Synchronous Commit
Purpose
Synchronous Commit addresses the need for guaranteed persistence of Kafka consumer offsets before advancing message processing. Within the broader offset commit management topic, this subtopic ensures that offset commits to Kafka brokers happen in a blocking manner: the consumer waits until Kafka acknowledges the commit. This is critical in scenarios requiring strong delivery guarantees (e.g., exactly-once or at-least-once processing) where losing offset commit information could lead to message reprocessing or data inconsistency.
Unlike asynchronous or no-op commits, synchronous commits trade throughput for reliability by making sure offset updates are durably stored before proceeding to fetch new records.
Functionality
The core responsibilities include:
Offset Caching: Tracking the latest processed offsets per topic partition locally before committing.

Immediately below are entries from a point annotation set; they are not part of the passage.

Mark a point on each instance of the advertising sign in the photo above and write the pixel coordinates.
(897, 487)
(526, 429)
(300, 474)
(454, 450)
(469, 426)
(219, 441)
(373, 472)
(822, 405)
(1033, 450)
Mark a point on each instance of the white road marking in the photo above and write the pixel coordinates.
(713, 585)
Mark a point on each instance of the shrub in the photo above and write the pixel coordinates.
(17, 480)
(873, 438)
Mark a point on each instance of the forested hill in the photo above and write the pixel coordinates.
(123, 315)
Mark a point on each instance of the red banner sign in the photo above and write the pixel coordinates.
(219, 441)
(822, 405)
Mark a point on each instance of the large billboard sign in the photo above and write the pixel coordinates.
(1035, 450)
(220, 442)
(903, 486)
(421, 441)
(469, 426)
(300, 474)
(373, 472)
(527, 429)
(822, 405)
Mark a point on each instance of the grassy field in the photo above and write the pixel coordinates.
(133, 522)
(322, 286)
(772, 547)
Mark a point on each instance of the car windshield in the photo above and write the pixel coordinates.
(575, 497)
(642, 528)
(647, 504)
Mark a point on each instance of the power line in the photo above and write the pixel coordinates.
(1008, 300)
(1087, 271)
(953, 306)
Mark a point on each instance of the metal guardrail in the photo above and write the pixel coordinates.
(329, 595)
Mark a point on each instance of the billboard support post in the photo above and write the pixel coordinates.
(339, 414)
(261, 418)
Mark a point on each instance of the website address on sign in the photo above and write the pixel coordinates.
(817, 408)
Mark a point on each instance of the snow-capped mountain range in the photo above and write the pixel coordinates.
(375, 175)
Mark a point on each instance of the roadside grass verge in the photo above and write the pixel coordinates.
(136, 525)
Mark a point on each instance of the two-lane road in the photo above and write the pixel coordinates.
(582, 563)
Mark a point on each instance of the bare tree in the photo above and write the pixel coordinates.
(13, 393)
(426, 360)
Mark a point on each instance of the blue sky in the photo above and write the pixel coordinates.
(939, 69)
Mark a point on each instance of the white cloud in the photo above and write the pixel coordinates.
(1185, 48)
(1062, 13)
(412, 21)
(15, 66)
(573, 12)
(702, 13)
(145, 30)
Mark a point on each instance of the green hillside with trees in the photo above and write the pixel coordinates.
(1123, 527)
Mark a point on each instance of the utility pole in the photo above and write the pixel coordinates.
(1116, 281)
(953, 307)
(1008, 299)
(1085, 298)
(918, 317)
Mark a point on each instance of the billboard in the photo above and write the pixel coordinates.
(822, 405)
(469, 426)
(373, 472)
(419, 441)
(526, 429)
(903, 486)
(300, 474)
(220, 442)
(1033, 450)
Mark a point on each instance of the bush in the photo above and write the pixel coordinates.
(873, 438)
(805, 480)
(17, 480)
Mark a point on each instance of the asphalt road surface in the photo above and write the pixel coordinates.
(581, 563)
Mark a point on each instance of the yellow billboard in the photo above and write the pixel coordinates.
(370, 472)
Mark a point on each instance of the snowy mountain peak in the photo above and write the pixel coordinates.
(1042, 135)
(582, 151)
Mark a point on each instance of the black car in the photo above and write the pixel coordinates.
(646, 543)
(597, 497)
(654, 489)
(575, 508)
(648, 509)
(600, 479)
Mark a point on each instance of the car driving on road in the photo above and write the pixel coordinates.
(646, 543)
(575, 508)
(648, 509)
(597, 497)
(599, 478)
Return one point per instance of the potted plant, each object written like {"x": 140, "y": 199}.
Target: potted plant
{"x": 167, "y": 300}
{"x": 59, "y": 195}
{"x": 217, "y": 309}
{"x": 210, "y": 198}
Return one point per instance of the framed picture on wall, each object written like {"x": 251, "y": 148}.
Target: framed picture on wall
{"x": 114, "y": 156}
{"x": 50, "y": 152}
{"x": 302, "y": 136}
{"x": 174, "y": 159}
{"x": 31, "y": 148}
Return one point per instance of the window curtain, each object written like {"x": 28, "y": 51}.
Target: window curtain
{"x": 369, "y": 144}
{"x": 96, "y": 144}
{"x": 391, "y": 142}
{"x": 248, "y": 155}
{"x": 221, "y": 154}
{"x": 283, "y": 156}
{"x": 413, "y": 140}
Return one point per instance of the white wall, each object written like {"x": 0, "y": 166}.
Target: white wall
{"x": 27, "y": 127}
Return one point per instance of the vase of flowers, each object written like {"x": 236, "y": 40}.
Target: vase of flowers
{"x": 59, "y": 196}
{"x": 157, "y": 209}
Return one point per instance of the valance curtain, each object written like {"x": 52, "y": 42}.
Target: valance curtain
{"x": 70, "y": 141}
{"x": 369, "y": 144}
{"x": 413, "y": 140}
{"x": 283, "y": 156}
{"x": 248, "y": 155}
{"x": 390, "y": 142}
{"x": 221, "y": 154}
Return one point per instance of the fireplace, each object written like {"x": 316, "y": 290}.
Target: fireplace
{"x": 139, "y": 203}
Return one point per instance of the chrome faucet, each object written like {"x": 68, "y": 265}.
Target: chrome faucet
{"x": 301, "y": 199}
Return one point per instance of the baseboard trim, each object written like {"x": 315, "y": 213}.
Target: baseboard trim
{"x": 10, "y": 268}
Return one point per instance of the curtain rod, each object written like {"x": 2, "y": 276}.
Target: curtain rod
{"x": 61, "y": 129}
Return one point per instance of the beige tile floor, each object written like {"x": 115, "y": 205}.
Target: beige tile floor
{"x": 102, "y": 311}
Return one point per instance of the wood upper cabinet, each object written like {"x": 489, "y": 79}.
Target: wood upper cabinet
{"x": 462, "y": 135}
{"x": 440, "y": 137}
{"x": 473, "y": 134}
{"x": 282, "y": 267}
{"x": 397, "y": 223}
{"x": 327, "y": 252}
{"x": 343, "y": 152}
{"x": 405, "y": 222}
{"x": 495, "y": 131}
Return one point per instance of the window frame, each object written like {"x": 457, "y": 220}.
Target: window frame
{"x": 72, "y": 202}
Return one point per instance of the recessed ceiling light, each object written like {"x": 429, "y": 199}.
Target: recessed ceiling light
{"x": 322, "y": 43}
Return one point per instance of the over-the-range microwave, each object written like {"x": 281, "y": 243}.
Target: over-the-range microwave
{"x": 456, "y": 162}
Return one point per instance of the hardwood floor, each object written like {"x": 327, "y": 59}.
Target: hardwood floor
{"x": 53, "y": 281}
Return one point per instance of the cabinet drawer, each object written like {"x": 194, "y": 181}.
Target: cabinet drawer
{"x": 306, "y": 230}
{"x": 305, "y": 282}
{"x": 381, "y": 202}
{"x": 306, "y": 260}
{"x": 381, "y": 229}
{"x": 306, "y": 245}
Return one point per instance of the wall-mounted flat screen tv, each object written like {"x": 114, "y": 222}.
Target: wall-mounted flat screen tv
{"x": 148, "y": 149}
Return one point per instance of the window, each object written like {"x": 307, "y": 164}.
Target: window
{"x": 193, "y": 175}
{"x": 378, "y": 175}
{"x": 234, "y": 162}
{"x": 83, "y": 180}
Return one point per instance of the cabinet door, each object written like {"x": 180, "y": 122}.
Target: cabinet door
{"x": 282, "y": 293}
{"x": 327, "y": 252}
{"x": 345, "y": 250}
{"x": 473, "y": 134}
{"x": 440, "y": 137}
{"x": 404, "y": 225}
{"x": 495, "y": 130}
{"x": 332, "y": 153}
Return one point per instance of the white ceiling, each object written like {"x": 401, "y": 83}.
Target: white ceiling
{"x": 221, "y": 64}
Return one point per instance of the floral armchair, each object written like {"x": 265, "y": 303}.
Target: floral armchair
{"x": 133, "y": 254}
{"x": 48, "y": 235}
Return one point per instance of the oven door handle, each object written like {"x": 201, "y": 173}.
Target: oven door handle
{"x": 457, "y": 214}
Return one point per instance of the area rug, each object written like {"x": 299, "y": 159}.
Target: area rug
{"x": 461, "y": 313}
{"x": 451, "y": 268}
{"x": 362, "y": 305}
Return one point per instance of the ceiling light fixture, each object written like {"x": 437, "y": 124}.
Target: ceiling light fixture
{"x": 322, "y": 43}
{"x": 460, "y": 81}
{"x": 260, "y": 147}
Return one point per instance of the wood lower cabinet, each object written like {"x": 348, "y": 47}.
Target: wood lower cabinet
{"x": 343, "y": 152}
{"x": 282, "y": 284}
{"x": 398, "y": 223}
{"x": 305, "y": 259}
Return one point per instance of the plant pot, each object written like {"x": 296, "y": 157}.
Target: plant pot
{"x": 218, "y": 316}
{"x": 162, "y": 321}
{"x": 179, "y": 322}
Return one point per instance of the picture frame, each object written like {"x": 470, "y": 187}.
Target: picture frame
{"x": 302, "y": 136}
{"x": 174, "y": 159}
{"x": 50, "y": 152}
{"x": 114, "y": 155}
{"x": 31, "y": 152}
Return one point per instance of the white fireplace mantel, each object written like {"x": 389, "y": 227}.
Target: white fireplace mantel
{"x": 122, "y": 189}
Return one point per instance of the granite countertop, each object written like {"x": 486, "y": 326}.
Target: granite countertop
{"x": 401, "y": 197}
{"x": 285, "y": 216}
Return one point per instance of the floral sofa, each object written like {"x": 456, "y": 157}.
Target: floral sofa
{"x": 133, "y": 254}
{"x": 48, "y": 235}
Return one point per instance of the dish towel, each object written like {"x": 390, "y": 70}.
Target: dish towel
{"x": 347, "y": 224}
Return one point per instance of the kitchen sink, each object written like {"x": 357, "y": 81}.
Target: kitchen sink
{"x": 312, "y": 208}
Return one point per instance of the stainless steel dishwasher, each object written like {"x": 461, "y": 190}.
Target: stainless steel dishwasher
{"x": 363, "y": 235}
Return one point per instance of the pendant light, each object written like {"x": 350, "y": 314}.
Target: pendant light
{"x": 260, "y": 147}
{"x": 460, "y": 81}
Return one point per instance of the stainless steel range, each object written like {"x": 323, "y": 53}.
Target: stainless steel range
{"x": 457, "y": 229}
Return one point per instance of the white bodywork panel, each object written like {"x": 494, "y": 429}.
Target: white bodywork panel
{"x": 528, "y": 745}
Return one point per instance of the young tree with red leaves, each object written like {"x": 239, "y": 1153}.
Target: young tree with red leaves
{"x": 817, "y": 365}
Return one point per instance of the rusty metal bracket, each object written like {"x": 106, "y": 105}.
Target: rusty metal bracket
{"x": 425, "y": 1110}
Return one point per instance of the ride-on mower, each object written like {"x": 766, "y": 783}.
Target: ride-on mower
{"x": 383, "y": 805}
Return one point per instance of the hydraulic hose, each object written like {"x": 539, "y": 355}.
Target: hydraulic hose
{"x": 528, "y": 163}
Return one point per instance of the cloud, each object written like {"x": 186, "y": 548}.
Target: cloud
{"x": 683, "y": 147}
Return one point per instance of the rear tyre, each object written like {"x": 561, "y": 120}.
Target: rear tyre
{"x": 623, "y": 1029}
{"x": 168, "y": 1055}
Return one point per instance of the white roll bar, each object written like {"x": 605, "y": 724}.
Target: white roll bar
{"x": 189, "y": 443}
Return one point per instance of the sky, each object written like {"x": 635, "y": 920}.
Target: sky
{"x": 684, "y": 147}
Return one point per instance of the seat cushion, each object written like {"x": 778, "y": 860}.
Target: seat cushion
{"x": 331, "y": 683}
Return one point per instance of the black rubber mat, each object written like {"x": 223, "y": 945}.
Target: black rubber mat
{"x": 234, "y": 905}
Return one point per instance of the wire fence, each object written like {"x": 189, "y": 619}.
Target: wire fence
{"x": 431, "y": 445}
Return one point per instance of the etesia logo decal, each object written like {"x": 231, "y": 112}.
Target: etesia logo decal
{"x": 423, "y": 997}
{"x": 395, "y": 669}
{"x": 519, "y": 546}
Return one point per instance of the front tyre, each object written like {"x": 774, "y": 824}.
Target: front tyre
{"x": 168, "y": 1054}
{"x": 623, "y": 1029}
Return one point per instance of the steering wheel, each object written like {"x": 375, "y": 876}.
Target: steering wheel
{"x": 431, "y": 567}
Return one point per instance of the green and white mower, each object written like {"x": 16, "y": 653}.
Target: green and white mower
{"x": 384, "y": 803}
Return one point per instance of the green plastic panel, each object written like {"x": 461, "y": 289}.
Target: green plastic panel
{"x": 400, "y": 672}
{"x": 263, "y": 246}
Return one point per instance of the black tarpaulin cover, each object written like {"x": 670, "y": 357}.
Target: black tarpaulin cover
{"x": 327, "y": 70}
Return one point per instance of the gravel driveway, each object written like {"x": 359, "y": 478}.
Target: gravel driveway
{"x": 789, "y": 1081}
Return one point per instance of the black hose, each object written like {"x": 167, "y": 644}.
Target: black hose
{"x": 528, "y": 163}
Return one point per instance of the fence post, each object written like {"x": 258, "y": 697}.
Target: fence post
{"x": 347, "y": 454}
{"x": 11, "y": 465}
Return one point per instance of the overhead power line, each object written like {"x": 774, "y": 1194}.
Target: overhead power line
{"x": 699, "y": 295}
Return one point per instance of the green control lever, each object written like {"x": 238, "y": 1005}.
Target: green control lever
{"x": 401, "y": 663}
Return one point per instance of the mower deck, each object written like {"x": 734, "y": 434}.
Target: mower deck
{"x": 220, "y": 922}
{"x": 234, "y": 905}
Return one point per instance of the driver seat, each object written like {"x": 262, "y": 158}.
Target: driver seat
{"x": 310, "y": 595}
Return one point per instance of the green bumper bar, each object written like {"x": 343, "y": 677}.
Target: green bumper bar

Blocking Commit Calls: Performing blocking
commitSync()operations on the Kafka consumer to persist offsets.Partition-Specific Commits: Allowing commits of offsets for individual partitions for fine-grained control.
Offset Repository Integration: Optionally persisting offsets to an external state repository alongside Kafka commits.
Timeout Handling: Enforcing commit timeout configuration to avoid indefinite blocking.
Key Workflow
Record Offsets: As messages are processed, offsets are recorded via the
recordOffsetmethod into a local cache.Commit Offsets: When a commit is triggered, either automatically or explicitly for specific partitions, the manager retrieves the cached offset, increments it by one (Kafka expects the next message offset), and issues a synchronous commit via Kafka's
commitSync()method.State Repository Persistence: If configured, the committed offset is also saved to an external offset repository to support additional offset tracking or recovery mechanisms.
Cache Cleanup: After successful commit, the committed offsets are removed from the local cache to avoid redundant commits.
Code Interaction Snippet
@Override
public void commitSync(TopicPartition partition) {
Long offset = offsetCache.getOffset(partition);
if (offset == null) {
return;
}
long lastOffset = offset + 1;
Map<TopicPartition, OffsetAndMetadata> offsets = Collections.singletonMap(
partition, new OffsetAndMetadata(lastOffset));
consumer.commitSync(offsets, Duration.ofMillis(configuration.getCommitTimeoutMs()));
if (offsetRepository != null) {
saveStateToOffsetRepository(partition, lastOffset, offsetRepository);
}
offsetCache.removeCommittedEntries(offsets, null);
}
This snippet highlights the synchronous commit execution, including timeout control and optional repository persistence.
Integration
Synchronous Commit is a concrete implementation of the broader Offset Commit Management strategy. It integrates tightly with:
Kafka Consumer Layer: It uses the Kafka client consumer to perform blocking commits, ensuring the consumer’s offset state is safely stored before continuing.
Offset Cache: Maintains an in-memory cache of offsets that have been processed but not yet committed, allowing efficient commits without redundant offset retrieval.
Offset Repository (Optional): Supports external state persistence for offset recovery, complementing Kafka’s internal offset storage.
Other Commit Strategies: Coexists with asynchronous and no-op commit managers, allowing users to select commit semantics based on their use case's reliability vs. performance trade-offs.
Manual Commit APIs: When combined with manual commit support, synchronous commit offers deterministic control over when offsets are persisted.
By providing a synchronous commit mechanism, this subtopic ensures that the Kafka consumer can guarantee offset persistence with minimal risk of message duplication due to offset loss, thus enhancing fault tolerance in critical processing pipelines.
Diagram
flowchart TD
ProcessedMsgs[Processed Messages] --> RecordOffset[Record Offset in Cache]
RecordOffset --> CheckCommitTrigger{Commit Needed?}
CheckCommitTrigger -- No --> Continue[Continue Processing]
CheckCommitTrigger -- Yes --> FetchOffset[Get Cached Offset]
FetchOffset --> IncrementOffset[Increment Offset by 1]
IncrementOffset --> CommitToKafka[commitSync(offset)]
CommitToKafka -->|Success| UpdateRepo[Save Offset to Repository (Optional)]
UpdateRepo --> ClearCache[Remove Committed Offset from Cache]
ClearCache --> Continue
CommitToKafka -->|Failure| HandleError[Handle Commit Failure]
This flowchart illustrates the synchronous commit process starting from offset recording through to committing offsets synchronously to Kafka, optionally persisting to an external repository, and cleaning up the cache for continued processing.